We know the heating of this continent is causing strange disasters that take tolls on human lives. Are we paying attention to what it’s doing to the rest of the planet’s living communities?
Bark beetles thrive unnaturally in a warming West. They are free to eat up the pine bark, thwarting the growth of pine seeds that serve as food for endangered bears of the Yellowstone.
This is an example of the links between our food systems, climate, and extinctions. It’s somewhat hard to wrap our heads around these links, and it’s easy enough for most of us to pay no attention until climate crisis arrives at our own doorsteps. And yet, as with the famous effect of the butterflies flapping their wings, everything is connected. When any one ecosystem unravels, the entire biocommunity of a continent eventually suffers for it.
The best answers might not be easy, but they are simple.
We stop breeding cows into existence for consumer demand. We stop using land for feed crops for industrially confined, mechanized dairy animals.
Already, the livestock sector (meat and dairy production, grazing and feed crops) covers 27% of the Earth’s total land surface. That’s more than the Earth’s forested lands – which are rapidly being degraded and destroyed for animal agribusiness.
And if we divest ourselves from animal agribusiness, with its high carbon and methane emissions, its waste runoff, and its indifference to aware beings? This will help us shift to direct use of land to grow human food – as opposed to allocating it to the global feed markets that create economic dependencies and usurp far more planetary space than humanity needs.

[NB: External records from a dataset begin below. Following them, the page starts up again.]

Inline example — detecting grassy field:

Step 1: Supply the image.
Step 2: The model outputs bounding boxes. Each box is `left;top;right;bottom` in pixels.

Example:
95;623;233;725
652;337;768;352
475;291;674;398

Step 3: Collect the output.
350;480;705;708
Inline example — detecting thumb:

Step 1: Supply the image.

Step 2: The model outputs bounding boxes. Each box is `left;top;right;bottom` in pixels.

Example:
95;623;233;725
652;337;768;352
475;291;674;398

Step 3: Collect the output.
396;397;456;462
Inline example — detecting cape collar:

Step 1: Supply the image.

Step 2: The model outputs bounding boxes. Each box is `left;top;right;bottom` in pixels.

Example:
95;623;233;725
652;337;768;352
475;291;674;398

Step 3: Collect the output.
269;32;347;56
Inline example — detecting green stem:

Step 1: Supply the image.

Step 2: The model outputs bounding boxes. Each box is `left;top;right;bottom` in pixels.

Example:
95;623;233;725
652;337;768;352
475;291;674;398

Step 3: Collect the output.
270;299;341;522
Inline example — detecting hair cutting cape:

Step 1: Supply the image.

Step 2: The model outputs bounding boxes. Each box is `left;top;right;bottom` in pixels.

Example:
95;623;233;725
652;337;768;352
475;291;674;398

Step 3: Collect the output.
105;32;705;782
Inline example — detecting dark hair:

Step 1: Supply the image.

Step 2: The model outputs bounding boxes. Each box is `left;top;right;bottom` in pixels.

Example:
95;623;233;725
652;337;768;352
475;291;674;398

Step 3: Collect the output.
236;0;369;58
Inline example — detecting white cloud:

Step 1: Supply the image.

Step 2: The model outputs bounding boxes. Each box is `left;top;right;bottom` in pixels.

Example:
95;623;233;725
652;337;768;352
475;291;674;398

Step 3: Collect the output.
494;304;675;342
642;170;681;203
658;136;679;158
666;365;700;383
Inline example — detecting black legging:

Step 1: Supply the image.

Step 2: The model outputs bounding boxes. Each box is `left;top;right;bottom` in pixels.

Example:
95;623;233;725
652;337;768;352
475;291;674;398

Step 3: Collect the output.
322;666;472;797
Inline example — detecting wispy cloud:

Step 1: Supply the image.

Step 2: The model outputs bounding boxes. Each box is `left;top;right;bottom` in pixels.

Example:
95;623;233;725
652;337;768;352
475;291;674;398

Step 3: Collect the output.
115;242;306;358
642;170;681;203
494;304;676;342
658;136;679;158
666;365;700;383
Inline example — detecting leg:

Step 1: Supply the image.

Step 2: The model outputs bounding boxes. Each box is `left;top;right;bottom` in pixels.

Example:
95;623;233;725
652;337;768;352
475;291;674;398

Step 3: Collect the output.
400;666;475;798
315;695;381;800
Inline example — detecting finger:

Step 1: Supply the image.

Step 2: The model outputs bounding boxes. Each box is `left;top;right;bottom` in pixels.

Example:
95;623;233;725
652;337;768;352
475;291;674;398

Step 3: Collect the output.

And it will align our food system with the Quaker testimonies of simplicity and peace. Consider the radical approach to these testimonies taken by the well-known Quaker humanitarian Benjamin Lay. Preaching an anti-slavery message all the way from London to York in the north of England, Benjamin Lay walked. Why? Lay was protesting the oppression of both the stablehands and the horses. Lay refused to subjugate others in the human community – and beyond. Benjamin Lay would find plenty to protest today.